I found myself in a place where I did not get down on myself for missing a layup or losing a game. It wasn’t because I didn’t care, but because I discovered how to focus on something bigger than myself. I’m not saying all my problems were solved, but focusing on setting goals and working with my coaches in a supportive way gave me tools that helped me fight the habit of focusing on negative outcomes. I found ways to focus on what I was doing well. One of the things that helped me be gentler towards myself was learning how to be a more supportive teammate. Understanding how to build up the confidence of my teammates even when they made mistakes allowed me to learn how to be more lenient to myself when I made mistakes.

“It wasn’t because I didn’t care, but because I discovered how to focus on something bigger than myself.”

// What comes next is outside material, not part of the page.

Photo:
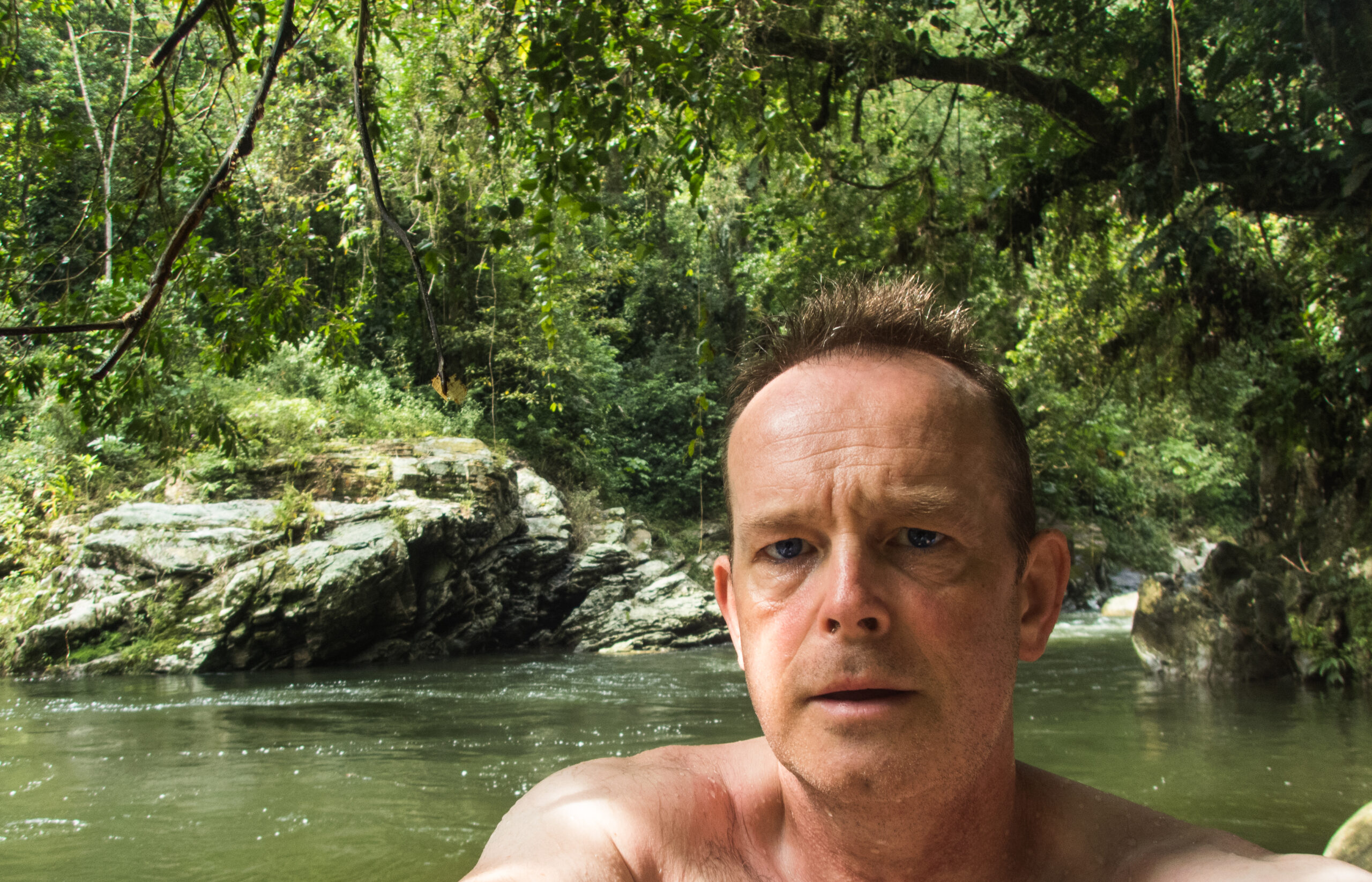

Now in college, I recognize the damage that I was doing to myself when I talked to myself so negatively. And I see plenty of players that do the same, especially my teammates. It isn’t just a simple realization and with a cure-all solution. I still find myself being too hard on myself and brushing off the recognition of others. One of my coaches best explained it to me last year: she said, if you wouldn’t say that to your teammate, why would you say it to yourself? When I look at my teammates, I see great players for whom I love losing my voice. When I’m in the gym by myself and my shots aren’t falling, I start to get frustrated. But I have learned, and keep learning to tell myself, “You’re good.”